Dr. Olakunle Akingbola stands in a hallway on the Orillia campus with his arms crossed and smiles at the camera

Two Lakehead Orillia professors have released new books. Faculty of Business Administration Chair Dr. Olakunle Akingbola is one of the authors of Employee Engagement in Nonprofit Organizations: Theory and Practice examines the antecedents, dimensions, and consequences of employee engagement. Specifically, it untangles the theory and practice of employee engagement in nonprofit organizations and provides evidence-based context-specific models. Included alongside the discussion of theoretical aspects are concrete examples of how to develop, implement, and manage employee engagement in nonprofit employment relations and human resources practices.

Dr. Les Fleischer, wearing a suit and tie on the Orillia campus, smiles at the camera
Dr. Les Fleischer, director of the School of Social Work Orillia, is a contributing author to Underlying Assumptions in Psychoanalytic Schools: A Comparative Perspective. This book investigates the major schools of psychoanalysis by exploring their historical development, their differences and similarities, and the underlying assumptions made by each. Dr. Fleischer contributed the chapter entitled "American Ego Psychology." Underlying Assumptions is aimed at psychoanalytic practitioners and students of psychoanalysis and the history of medicine.

Social Studies Festival

The theme of the fourth annual Social Studies Festival held in March on the Orillia campus was "Our Relationship with the Land." Organized by the Faculty of Education, the festival gave education students in their final year of study the chance to consider their teaching pedagogies. One of the goals, says Professor Sharla Mskokii Peltier, "was to engage pre-service teachers in thinking about citizenship and social studies education in relational ways of being with the lands and waters." To foster this engagement, students took part in activities such as a hike to Mnjikaning Fish Weirs National Historic Site. "Spending time on the land and learning about its histories, including Indigenous contributions, is so important so that people can bring that into their teaching and really feel it with their hearts and their spirits," added Professor Peltier. The festival was inspired by the desire to help students develop a more critical, global, and post-colonial view of the world.
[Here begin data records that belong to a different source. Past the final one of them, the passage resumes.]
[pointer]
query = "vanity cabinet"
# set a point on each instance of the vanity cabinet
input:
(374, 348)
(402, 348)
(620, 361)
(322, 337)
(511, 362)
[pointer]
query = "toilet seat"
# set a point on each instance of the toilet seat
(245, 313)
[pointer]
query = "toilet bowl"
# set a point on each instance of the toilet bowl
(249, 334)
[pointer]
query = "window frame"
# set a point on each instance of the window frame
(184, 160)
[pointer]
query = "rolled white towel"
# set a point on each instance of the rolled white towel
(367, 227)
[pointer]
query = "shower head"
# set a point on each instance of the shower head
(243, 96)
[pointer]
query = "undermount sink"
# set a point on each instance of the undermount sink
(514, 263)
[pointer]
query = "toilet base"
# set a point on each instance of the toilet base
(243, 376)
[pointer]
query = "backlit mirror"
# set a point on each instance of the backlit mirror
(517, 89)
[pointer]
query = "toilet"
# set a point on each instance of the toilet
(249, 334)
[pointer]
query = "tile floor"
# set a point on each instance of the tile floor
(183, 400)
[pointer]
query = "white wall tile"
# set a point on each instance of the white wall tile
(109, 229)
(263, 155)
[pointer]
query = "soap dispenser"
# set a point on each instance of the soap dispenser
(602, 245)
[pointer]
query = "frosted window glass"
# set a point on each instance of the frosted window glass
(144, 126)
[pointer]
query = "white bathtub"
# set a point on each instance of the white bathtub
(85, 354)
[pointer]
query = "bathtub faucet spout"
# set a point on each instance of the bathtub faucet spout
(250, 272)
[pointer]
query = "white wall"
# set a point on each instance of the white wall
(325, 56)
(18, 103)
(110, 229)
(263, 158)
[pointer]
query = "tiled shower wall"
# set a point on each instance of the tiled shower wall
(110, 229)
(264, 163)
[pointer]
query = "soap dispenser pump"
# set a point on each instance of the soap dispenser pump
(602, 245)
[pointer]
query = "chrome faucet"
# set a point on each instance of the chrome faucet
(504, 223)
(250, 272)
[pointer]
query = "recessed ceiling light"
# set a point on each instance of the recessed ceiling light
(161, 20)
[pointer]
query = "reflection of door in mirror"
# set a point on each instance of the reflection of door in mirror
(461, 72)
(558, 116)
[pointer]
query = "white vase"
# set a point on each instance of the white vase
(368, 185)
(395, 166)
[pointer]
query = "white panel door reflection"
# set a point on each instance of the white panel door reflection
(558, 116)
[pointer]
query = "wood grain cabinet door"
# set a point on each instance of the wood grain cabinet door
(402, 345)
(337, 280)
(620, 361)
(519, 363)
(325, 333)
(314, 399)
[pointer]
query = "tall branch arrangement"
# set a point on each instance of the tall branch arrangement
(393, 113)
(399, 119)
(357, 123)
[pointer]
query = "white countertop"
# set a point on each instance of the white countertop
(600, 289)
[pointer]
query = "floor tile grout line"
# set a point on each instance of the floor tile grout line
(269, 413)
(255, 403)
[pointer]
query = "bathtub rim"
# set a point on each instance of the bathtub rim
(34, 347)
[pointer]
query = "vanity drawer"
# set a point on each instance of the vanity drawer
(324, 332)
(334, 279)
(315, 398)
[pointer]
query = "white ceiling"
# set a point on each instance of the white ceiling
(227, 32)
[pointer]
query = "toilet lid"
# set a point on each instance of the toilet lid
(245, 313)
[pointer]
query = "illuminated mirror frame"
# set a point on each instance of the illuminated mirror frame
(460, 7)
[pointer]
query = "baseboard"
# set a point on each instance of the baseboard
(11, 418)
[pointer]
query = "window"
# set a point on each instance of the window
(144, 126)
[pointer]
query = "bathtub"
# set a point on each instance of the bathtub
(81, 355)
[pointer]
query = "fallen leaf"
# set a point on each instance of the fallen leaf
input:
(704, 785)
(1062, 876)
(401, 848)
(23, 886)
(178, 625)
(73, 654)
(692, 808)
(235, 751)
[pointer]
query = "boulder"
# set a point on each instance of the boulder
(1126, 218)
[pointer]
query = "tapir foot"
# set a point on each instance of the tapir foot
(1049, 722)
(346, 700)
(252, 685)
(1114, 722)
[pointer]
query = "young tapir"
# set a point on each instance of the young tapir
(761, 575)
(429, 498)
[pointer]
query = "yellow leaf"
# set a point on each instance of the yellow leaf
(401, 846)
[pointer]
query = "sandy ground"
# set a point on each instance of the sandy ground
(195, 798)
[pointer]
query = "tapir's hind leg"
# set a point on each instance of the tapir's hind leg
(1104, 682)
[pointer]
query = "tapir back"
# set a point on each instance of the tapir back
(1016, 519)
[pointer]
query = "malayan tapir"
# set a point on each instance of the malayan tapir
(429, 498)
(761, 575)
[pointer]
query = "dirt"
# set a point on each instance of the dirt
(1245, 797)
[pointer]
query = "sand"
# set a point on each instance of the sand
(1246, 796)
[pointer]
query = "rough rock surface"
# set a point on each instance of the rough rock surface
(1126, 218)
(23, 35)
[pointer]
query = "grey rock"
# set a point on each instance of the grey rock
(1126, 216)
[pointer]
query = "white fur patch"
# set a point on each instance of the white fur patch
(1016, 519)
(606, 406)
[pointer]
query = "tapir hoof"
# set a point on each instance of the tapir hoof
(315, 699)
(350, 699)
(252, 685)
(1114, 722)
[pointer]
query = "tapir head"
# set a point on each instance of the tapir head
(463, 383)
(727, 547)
2023 Women's Health Scholars Award

Doctoral student Erika Puiras, wearing a black sweater, smiles at the camera

Doctoral student Erika Puiras has received a 2023 Ontario Women's Health Scholars award for her research into the potential mental health consequences caused by the stigma that individuals face when they choose to be "childfree." Over the next year, Puiras plans to engage with over 1,000 childfree women across Canada and the United States through questionnaires and in-depth interviews to learn more about their journey. As part of her dissertation, she is studying how stigma—including negative societal messages and discrimination—affects women's mental health, overall wellbeing, and trust in health-care systems that have historically stigmatized them. Puiras, who is enrolled in Lakehead's clinical psychology program, says: "If there's one takeaway from the research we've completed so far, the message from childfree women is that 'our worth as people and our worth as women is not based on our decision to have children.'" The annual Women's Health Scholars Awards are funded by the Ontario government in recognition of groundbreaking women's health research and are administered by the Council of Ontario Universities.